The story of Danny Pang, a West Coast money manager charged with conducting a massive Ponzi scheme, took a dramatic and mysterious turn with his death last weekend.
Pang, 42, died early Saturday morning after being taken from his Newport Beach, Calif., home to a hospital.
A coroner’s report said that there was no evidence of foul play but that the case remains under investigation pending toxicology results. That process could take two to three months.
In April, the Securities and Exchange Commission charged Pang, the founder and head of Private Equity Management Group, a firm known as PEMGroup, with orchestrating a massive fraud.
Pang and the company used allegedly “false claims and bogus documents” to secure millions of dollars from investors, most of them from Pang’s native Taiwan.
The SEC also claimed that PEMGroup used the money from new investors to pay dividends to earlier investors, a classic Ponzi scheme.
Federal authorities later arrested Pang on a money laundering charge, and he was released on $1 million bail.
Following the SEC complaint, federal regulators seized Pang’s company. They later said that investors might have lost between $287 million to $654 million.
In July, Pang was charged in a second criminal case.
Pang denied all the charges against him. Following his death, his family released a statement that said, in part:
“For the past five months, Danny was subjected to a relentless attack of innuendo and false allegations, and was denied any opportunity to defend himself.”
Pang’s troubles began on April 15 when The Wall Street Journal published a long story headlined “Highflying Financier Faces Questions Over Fund Empire.”
The story, which preceded the SEC complaint, stated, “both Mr. Pang’s past and his business may not be quite as they appear.”
While it was true that Pang was for a while a partner in Frontier Group, a fund firm that included Frank C. Carlucci, a former secretary of defense, and Norman R. Augustine, the former CEO of Lockheed Martin, other parts of his life didn’t add up, the paper claimed.
The Journal reported that Pang hadn’t received two degrees from the University of California at Irvine, as he claimed. Indeed, it said that he was only present at the school for one summer course. Pang said he attended under another name, but he didn’t supply that name.
The paper also reported that there was no proof that Pang had been a vice president at Morgan Stanley. Pang didn’t supply proof that he had worked at the investment bank.

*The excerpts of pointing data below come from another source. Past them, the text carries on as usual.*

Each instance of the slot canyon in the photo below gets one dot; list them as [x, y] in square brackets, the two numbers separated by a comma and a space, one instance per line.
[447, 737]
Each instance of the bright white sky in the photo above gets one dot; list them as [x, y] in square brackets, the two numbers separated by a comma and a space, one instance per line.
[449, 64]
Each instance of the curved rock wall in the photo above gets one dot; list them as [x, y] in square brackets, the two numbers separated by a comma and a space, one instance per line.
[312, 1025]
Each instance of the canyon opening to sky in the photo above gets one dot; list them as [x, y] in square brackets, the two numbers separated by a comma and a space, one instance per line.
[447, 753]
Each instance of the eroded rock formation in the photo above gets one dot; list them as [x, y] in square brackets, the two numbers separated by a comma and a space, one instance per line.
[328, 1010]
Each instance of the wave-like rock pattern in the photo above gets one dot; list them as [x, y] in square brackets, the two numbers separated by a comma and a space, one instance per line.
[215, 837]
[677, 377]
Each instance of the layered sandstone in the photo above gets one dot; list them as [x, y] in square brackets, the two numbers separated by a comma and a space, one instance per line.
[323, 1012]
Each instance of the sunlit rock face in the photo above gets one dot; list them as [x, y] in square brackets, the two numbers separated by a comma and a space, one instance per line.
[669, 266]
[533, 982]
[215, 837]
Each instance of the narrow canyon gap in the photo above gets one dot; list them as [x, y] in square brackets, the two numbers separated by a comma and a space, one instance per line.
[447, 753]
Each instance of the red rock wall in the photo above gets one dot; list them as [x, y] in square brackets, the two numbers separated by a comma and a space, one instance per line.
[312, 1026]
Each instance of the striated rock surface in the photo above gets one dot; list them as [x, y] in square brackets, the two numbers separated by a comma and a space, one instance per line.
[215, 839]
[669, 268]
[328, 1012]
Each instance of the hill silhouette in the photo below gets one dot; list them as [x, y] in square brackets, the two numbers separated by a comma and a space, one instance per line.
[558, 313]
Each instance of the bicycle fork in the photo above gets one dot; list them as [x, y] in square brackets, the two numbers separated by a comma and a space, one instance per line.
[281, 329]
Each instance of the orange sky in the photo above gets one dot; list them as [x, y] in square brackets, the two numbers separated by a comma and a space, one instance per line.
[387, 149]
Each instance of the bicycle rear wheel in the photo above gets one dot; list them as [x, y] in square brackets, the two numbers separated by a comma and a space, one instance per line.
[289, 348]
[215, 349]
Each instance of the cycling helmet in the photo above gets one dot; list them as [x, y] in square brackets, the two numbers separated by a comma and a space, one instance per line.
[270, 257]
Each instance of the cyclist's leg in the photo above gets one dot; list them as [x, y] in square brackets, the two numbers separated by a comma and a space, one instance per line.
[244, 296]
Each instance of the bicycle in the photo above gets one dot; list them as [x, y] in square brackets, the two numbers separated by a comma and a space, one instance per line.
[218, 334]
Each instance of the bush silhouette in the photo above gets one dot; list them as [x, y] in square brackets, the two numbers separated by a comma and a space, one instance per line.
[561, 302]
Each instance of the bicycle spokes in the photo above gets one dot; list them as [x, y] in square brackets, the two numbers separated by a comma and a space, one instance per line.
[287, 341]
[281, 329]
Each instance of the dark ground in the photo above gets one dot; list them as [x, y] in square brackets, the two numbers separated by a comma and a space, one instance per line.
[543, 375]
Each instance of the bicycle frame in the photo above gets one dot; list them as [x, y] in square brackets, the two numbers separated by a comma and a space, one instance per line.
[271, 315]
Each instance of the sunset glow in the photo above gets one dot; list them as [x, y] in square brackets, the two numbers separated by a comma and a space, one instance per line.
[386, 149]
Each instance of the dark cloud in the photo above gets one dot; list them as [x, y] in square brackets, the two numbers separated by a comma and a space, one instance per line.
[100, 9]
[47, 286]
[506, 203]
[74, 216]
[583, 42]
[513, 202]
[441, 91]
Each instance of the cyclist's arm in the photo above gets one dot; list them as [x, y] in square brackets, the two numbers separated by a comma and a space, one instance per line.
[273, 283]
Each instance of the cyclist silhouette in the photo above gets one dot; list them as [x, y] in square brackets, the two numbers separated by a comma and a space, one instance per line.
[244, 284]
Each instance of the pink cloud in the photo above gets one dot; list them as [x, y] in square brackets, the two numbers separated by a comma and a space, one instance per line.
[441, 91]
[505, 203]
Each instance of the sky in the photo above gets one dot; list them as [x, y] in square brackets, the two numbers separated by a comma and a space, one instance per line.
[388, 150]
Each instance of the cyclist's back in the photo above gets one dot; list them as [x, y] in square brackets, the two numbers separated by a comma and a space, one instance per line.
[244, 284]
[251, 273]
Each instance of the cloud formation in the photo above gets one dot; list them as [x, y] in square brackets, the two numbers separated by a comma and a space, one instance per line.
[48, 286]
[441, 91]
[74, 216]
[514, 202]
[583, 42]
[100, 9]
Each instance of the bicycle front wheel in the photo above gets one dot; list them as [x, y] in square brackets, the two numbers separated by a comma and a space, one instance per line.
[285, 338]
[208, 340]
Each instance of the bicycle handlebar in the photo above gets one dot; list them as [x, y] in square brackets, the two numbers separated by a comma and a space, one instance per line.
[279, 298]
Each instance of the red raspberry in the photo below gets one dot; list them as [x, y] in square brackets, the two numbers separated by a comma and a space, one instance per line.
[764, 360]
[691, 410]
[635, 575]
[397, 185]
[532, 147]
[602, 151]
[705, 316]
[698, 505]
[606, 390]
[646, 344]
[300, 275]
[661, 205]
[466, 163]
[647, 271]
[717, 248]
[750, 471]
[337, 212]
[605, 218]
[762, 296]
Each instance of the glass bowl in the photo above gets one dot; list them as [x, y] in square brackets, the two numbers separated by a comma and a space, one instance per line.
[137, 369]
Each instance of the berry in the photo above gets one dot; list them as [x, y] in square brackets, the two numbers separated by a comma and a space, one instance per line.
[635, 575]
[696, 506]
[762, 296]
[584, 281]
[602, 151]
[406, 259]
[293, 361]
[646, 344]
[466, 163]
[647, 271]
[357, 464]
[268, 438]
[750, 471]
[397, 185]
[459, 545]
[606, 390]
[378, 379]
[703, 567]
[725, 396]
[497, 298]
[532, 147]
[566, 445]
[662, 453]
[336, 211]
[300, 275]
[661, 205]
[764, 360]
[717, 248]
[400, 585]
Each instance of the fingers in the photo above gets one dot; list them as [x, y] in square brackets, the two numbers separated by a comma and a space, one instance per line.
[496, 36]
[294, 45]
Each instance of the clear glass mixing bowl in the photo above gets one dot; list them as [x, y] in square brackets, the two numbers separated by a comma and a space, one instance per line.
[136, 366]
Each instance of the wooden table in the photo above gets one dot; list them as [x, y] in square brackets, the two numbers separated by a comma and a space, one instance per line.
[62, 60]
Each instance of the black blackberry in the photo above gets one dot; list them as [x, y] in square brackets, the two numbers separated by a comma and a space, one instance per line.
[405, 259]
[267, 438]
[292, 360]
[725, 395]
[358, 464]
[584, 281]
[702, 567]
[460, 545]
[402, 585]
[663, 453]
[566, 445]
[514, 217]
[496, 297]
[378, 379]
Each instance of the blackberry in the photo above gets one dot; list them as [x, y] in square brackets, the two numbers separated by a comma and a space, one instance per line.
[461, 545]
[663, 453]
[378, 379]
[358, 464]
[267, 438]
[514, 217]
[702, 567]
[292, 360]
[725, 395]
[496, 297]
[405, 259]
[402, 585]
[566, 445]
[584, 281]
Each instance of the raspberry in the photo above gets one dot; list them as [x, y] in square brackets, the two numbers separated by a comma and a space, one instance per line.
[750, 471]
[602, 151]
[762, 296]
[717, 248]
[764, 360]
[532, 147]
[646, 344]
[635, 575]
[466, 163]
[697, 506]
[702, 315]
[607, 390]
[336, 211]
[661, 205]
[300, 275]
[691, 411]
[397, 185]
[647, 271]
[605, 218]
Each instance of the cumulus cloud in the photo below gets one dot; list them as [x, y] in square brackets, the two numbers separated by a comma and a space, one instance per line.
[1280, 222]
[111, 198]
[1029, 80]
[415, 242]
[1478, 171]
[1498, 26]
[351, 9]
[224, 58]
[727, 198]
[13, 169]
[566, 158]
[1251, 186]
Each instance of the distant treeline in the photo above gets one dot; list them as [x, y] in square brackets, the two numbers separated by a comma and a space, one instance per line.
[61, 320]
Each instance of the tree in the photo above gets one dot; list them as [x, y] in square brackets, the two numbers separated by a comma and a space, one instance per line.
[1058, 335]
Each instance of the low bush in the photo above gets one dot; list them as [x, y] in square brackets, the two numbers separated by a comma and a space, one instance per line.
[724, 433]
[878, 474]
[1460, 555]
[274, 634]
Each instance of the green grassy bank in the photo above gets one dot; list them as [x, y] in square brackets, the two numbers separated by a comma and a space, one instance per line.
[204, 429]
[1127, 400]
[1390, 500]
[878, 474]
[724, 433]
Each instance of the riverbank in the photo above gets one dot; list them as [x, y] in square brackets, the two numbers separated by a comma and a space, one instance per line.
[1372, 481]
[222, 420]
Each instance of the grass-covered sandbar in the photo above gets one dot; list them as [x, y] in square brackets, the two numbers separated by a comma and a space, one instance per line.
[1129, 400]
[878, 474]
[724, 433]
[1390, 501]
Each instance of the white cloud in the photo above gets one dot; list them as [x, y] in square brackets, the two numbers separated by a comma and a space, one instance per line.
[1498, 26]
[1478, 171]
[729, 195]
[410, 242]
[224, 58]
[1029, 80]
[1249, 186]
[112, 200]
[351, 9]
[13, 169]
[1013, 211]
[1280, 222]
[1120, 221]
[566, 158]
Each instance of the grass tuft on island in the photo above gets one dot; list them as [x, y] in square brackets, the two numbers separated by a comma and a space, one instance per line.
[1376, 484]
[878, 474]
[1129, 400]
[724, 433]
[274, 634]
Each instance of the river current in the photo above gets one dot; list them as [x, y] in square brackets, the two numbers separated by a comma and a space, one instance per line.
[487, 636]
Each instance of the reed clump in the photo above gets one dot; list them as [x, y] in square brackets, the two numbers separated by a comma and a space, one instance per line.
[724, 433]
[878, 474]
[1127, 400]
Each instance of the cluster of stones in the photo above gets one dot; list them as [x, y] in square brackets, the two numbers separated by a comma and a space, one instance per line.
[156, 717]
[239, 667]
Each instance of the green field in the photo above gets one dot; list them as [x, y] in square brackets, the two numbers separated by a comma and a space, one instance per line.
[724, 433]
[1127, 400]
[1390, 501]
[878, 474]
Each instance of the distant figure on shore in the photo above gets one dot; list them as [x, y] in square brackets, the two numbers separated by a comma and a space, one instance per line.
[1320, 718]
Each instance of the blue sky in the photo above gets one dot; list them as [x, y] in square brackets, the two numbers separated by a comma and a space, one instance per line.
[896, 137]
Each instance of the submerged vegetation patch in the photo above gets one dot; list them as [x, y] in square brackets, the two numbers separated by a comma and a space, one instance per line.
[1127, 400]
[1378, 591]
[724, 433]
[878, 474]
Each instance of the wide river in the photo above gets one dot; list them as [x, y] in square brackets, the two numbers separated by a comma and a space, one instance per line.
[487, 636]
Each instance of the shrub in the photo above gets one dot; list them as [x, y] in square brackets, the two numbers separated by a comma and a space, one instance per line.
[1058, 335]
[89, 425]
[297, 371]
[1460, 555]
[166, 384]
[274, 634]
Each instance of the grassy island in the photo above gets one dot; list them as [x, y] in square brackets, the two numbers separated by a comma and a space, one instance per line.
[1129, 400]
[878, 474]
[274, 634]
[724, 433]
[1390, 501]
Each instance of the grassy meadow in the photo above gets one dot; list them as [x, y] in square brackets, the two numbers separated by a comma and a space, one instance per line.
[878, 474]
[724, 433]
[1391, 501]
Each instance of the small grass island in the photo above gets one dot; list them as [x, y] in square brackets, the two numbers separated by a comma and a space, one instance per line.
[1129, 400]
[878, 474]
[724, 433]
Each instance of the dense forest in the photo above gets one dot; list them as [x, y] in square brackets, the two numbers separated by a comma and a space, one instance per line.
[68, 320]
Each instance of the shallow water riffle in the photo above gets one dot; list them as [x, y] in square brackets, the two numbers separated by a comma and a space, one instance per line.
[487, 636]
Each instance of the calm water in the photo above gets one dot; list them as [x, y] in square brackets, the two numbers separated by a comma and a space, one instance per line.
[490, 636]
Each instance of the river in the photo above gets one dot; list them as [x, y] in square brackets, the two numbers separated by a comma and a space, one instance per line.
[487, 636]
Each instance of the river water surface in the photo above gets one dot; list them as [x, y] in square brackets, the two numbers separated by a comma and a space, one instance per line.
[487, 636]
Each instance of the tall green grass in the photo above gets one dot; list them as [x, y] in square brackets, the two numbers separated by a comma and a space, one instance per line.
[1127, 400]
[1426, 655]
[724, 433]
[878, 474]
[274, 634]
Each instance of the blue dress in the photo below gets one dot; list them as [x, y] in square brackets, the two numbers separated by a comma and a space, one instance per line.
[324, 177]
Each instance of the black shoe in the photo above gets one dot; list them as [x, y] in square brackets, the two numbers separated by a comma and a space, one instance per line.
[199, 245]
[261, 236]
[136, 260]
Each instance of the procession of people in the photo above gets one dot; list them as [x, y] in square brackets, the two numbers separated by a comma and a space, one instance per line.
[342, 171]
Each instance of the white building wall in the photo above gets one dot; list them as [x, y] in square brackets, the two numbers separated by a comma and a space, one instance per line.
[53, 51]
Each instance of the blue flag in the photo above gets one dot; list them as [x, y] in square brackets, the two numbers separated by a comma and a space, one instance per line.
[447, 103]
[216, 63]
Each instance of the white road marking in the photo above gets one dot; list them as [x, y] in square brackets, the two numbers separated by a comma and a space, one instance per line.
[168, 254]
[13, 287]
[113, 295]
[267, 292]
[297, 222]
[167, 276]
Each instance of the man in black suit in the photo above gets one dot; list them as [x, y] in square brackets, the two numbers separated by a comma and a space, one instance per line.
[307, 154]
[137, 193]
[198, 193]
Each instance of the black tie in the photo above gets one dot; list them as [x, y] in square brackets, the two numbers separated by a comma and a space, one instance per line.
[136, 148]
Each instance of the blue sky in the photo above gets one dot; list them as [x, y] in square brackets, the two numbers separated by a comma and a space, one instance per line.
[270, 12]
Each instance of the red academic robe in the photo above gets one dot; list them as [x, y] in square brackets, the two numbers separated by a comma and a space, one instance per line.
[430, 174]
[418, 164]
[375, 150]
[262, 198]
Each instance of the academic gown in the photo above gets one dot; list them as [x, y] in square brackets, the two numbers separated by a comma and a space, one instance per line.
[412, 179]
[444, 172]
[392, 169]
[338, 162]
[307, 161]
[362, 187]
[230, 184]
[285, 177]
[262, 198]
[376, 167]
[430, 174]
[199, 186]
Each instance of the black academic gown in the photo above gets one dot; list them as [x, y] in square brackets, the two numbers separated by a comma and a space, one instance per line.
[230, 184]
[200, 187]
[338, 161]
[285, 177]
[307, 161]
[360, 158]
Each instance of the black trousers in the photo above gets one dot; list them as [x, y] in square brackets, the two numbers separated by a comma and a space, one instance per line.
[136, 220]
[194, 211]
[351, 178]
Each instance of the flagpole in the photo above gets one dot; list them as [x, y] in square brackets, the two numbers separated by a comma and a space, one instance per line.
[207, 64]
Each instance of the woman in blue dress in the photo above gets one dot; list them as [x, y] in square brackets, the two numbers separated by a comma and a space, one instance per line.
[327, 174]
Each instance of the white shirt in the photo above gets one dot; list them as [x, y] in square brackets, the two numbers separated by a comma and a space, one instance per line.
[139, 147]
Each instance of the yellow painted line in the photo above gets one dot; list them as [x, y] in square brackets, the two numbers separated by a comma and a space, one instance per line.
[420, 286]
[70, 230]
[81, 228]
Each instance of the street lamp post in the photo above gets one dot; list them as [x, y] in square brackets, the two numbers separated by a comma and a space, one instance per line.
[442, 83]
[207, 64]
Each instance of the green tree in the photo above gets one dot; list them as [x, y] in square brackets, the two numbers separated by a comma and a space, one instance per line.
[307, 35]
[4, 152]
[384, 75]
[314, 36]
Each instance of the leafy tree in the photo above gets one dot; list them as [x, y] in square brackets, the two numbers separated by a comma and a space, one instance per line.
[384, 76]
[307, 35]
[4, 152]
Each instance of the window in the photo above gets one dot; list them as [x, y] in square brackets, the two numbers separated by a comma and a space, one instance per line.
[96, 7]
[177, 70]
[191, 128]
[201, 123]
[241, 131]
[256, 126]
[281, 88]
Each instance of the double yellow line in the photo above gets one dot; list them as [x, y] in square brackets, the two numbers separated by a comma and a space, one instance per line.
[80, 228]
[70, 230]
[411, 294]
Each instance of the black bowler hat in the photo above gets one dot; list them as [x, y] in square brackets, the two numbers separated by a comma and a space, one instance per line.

The Journal reported that Pang had been a partner in Sky Capital Partners, a venture-capital firm, but he allegedly left in 1997 after stealing $3 million. Pang denied that this happened.
Soon after his departure from Sky Capital, Pang’s wife, Janie Louise Pang, was murdered in their home by a gunman.
According to the Journal, the marriage between Pang and his wife, a former stripper, had been “stormy,” with police called to the home four times to investigate domestic disturbances.
Pang was out of town at the time of the murder and denied any involvement. Another man was arrested and his trial ended in a hung jury.